The Corner

Vermont

Email from a “10th-generation New Hampshireman” in response to my NRODT piece, subject “You nailed Vermont.”:

When I was a boy in the 1960’s, we regarded Vermont as a similar state and friendly rival. It is now a foreign country (Belgium, perhaps), and your article captures a good deal of why this is. It has given me much to think about.

I would like to briefly expand two points: Because there is no manufacturing, little development, and less large retail, the bobos have not only overwhelmed the culture of old Vermonters, they have prevented them from escaping their low incomes. If a Vermonter doesn’t live close enough to the NY or NH border to work across state lines, his vocational options are sharply limited. The nighttime population of VT is nearly 10% larger than its daytime population. Because of Vermont’s Wal-Mart hatred, the poor pay higher prices for their goods as well, either by buying locally or by driving to NH. It’s a tough place to be in construction trades, for example. Even the subsidized dairy farming is no way to make a living. The farmers are not subsidized to wealth, but to getting by. There will be no getting ahead for them. And because putting houses on the land is so difficult, it is even difficult for the farmer to cash in and get out. It is a serfdom imposed by exiles from New York and Philadelphia, who really like to see dairy farms on their drive home. The phenomenon is not unknown in NH, but we hold it in check much better. We like development; our dairy farmers sell at a higher price and retire.
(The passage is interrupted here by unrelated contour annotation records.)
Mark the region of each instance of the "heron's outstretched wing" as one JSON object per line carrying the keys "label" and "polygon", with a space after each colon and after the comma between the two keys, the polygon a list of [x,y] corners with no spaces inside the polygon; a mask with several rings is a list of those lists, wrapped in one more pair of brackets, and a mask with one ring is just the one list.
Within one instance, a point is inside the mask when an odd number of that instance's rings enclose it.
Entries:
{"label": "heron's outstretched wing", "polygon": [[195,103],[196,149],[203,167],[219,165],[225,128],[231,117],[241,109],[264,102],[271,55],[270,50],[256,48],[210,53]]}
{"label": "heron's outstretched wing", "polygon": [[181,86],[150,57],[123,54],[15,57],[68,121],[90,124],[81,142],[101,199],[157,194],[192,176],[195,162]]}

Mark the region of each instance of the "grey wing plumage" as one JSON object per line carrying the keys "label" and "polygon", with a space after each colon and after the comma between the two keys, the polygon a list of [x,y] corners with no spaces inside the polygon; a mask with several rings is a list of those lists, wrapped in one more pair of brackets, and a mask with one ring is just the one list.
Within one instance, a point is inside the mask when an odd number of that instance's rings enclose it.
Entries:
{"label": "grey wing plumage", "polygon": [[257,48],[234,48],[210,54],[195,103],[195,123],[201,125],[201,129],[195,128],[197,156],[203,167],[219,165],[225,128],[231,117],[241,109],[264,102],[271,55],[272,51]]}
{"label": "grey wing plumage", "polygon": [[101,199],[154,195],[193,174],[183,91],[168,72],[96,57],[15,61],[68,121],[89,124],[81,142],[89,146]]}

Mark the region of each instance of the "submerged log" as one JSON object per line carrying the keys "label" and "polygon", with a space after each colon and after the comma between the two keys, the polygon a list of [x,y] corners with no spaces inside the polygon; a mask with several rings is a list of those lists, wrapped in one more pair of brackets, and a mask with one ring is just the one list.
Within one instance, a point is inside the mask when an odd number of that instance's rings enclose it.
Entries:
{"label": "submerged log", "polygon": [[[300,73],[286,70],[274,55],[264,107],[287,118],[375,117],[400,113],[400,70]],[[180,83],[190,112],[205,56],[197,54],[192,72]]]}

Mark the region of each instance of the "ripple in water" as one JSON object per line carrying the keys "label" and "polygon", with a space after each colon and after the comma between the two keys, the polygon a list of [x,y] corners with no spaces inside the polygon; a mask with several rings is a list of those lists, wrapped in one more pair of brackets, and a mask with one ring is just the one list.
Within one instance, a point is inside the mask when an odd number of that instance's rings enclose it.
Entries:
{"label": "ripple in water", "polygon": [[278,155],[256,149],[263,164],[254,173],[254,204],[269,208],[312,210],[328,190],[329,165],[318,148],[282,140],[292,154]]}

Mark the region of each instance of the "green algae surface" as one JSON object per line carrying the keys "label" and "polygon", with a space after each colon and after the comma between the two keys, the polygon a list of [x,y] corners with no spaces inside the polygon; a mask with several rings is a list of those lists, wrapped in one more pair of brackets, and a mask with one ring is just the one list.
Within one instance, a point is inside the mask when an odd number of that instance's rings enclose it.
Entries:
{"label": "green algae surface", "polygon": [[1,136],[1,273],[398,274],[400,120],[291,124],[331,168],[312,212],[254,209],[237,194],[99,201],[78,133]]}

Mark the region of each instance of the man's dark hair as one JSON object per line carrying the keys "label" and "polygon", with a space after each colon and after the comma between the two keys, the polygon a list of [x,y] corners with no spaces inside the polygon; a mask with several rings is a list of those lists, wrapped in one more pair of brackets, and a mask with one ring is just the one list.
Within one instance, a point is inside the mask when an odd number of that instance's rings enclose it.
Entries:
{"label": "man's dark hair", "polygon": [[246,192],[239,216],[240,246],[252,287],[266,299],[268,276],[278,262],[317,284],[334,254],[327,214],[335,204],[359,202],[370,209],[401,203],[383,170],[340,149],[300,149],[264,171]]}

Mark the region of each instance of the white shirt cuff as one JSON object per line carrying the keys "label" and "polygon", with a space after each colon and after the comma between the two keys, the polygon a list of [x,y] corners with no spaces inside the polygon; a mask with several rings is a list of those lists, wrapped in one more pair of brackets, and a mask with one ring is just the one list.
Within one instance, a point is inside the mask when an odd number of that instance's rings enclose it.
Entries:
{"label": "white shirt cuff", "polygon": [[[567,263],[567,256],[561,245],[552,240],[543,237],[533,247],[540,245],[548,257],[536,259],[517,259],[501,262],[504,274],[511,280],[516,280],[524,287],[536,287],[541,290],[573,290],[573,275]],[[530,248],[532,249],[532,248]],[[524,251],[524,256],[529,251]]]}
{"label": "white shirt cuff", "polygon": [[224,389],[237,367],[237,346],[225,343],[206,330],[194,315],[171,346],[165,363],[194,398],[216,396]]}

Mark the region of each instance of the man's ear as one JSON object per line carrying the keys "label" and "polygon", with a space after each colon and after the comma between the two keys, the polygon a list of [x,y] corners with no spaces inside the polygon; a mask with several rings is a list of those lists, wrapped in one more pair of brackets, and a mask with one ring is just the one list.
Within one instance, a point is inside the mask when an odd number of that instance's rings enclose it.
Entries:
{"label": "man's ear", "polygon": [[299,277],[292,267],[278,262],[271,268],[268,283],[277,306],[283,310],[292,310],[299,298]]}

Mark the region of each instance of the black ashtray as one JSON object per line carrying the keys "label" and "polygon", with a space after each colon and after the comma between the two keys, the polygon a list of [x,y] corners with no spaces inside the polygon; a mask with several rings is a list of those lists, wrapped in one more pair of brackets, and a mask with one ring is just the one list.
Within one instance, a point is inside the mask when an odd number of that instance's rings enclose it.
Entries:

The colonialization by Flatlanders is very similar to what the original colonists did to the Indians. There were some battles in New England, but not wholesale slaughter. After our diseases wiped out 90% of the natives, the remaining Indians were kept impovershed by land use laws: the English considered that you did not own the land unless you fenced it and “improved” it. America’s first restrictive zoning laws, and it had the same effect as the 1970 legislation in VT. The natives saw the writing on the wall and moved out. So this group of bobos is unknowingly reenacting what they consider to be one of the most shameful chapters of American history. Invaders have moved in with their “superior culture,” and if the Vermonters won’t change, they can live marginally or leave.

I work at a hospital in Concord NH that gets its medical staff by contract from Dartmouth Medical School. A lot of these folks live in VT, or did until recently, and all came from outside. They don’t believe they have changed VT but have blended into it. If you encounter this attitude, try the question “How many New Yorkers do you know living in an old VT farmhouse?” They will think at first that the number is small. Six months later they will admit to discovering it is large.